E’ da oltre un anno che non mi appassiono più al dibattito sull’avanzamento o meno dei programmi di digitalizzazione del Paese promossi, a più riprese, dai vari governi succedutisi negli ultimi sette otto anni. L’ultima fase del tentativo di questa delicata materia è stata affidata, eravamo nel 2012, all’Agid (Agenzia per l’Italia Digitale) sotto il governo Monti.
Da allora alla guida dell’Agenzia si sono alternati, con diverse fortune, Agostino Ragosa, Alessandra Poggiani, Antonio Samaritani, attualmente in carica, con il supporto di una serie di membri costituenti il Comitato permanente di indirizzo per l’innovazione, espressione delle componenti politiche di governo e di opposizione, presieduto da Stefano Quintarelli.
Ma non è bastato.

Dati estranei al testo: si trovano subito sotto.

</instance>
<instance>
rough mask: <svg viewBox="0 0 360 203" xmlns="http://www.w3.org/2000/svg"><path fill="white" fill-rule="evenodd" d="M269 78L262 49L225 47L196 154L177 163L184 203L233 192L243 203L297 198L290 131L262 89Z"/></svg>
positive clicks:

A dare una “scossa…” al programma di digitalizzazione del Paese, anche dietro la spinta impressa dai paesi europei più avanzati di noi (praticamente tutti) nell’erogazione di servizi innovativi per il cittadino, veniva nominato un Digital Champion; nell’ordine lo stesso Agostino Ragosa poi Francesco Caio, a seguire Riccardo Luna ed infine Diego Piacentini sbarcato dalla “Silicon Valley”.
Ora, sia in base a quanto rilevo dalle numerose ed attente indagini promosse dalla Commissione Innovazione di Federmanager che ho il piacere di coordinare, sia da quanto emerge dai risultati pubblicati da una serie di istituti di ricerca incaricati di monitorare l’andamento del nostro stato di salute sui temi del digitale, non posso che constatare che più che una “scossa”, la governance messa in campo per gestire una delle più importanti riforme propedeutica allo sviluppo del Paese, ha creato un vero e proprio “corto circuito”.
Una sostanziale paralisi che sta ingessando la vita di cittadini, imprese e pubblica amministrazione. Leggere dal Messaggero del 18/02/2018 che i certificati online sono attivabili solo in 62 comuni su oltre 8.000 e che al contempo sono stati spesi 5.6 miliardi di euro tra il 2012 e il 2015 per “cambiare la pelle e spingere forte sul digitale” lascia l’amaro in bocca.